In 1961 Time magazine called these "Ultras" alien and strange, and pronounced, "Wherever [they] arise, they cause domestic acrimony," and judged they should be "wooed back into normal channels of political expression." That last clause was perhaps a bit too much editorializing.
But by 1995, however, any hint of stigma had devolved into slack perplexity: "Is Rush Limbaugh Good for America?" was a cover headline that year. Fifteen years later a bedazzled Time dropped the skepticism, crowning Glenn Beck as "the hottest thing in the political-rant racket….A gifted entrepreneur of angst….tireless, funny, self-deprecating," who "has lit up the 5PM slot in a way never thought possible by industry watchers." Such treatment of people who distort things for a living cannot but push the bounds of permissible ideological performance art in ever more extreme directions.

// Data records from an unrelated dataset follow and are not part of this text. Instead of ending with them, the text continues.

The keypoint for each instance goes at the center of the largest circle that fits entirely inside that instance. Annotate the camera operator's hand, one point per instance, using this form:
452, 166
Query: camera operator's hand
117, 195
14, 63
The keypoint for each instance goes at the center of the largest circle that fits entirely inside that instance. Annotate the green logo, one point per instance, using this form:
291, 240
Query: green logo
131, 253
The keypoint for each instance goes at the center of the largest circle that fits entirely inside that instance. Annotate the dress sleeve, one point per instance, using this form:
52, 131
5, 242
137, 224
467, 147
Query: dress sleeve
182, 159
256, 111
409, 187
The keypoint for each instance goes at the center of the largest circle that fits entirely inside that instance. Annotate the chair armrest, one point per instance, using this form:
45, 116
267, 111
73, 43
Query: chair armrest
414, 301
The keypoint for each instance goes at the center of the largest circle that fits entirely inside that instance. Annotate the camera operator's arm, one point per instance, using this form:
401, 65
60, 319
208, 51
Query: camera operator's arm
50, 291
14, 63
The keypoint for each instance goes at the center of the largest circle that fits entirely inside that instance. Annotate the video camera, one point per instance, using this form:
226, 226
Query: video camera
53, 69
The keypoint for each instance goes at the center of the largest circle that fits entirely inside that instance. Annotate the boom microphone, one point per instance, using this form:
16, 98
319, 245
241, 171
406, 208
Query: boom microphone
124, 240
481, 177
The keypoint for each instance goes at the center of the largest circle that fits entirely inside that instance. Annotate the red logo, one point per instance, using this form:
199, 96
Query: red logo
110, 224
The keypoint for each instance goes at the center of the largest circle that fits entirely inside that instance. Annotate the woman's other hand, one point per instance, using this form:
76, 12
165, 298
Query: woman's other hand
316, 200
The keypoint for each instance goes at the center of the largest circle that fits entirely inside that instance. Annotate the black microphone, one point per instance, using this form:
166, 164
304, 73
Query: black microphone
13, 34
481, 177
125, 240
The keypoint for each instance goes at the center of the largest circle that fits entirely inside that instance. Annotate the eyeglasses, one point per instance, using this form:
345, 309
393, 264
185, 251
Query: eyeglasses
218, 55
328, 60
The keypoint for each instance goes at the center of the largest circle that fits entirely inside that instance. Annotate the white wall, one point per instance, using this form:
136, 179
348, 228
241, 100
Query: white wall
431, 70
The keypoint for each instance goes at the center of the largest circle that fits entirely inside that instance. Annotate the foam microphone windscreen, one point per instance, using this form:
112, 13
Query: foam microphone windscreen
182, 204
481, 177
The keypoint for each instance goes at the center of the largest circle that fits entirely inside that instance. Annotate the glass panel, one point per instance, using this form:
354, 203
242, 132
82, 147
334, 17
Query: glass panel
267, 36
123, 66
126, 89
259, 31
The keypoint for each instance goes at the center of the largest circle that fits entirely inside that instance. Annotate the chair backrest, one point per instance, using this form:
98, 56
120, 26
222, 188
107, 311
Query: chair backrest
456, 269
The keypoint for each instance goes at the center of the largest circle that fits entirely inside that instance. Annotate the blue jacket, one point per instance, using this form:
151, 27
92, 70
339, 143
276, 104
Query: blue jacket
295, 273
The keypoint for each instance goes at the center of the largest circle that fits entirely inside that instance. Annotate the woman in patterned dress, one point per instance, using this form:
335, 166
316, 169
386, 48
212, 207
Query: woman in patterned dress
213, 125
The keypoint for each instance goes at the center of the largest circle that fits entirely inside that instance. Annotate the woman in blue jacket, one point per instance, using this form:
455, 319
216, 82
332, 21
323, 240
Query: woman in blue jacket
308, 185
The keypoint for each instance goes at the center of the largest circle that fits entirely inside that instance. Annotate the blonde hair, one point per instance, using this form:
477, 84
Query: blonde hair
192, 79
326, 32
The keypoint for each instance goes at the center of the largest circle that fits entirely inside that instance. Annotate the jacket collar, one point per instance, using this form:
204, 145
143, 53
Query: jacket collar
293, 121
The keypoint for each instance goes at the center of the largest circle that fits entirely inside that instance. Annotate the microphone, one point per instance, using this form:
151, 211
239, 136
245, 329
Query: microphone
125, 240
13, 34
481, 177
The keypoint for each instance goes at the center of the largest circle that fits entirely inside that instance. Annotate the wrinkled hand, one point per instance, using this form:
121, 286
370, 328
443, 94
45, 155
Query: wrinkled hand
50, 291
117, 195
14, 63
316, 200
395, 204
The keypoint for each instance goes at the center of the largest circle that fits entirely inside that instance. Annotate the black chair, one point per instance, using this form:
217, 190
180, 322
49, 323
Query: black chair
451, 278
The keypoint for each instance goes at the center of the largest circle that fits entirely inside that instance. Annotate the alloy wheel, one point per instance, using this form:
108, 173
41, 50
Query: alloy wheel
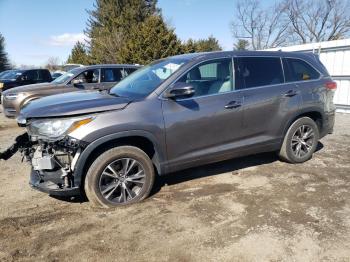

There are responsible news stories to be written about people like this. On February 24, 2009, President Obama delivered the speech unveiling his economic stimulus package, renewing his promise for middle class tax cuts. The next day Rush Limbaugh reviewed it, introducing his now-frequent proposition that whatever the president says he "means the opposite in most cases." Rush Limbaugh has 20 million listeners every day, many of whom call themselves Limbaugh's "dittoheads." He teaches one of every 10 adult Americans to automatically disbelieve anything their nation's chief Constitutional officer says, as an axiom. This is news, maybe front page news.
Likewise, just the other day, talker Steve Malzberg of WOR — a 50,000 watt heritage station with a weekly program hosted by Mayor Bloomberg — carried out a sympathetic interview with the book-burning pastor himself, with callers chiming in with approval for the spirit of his proposed act. That broadcast in itself is more newsworthy than whatever it is the minister's 50 followers did or didn't end up doing down in Gainesville — even if presented, as the AP promised to its client papers, "in a clear and balanced context."
The coverage is already the context -- and was a priori unbalanced. The genie is of course already out of the bottle; after a certain point, news is news. Editors should reflect, though, for the future. "We're sick and tired of being ignored," a Beck follower was quoted in a cover story in Time magazine. Yet a Time/CNN poll found only 5 percent of a nationwide sample had participated in Tea Party events. This is not balanced coverage. It is coverage distorted grotesquely beyond measure.
Rick Perlstein is the author of "Nixonland: The Rise of a President and the Fracturing of America" and "Before The Storm: Barry Goldwater and the Unmaking of the American Consensus."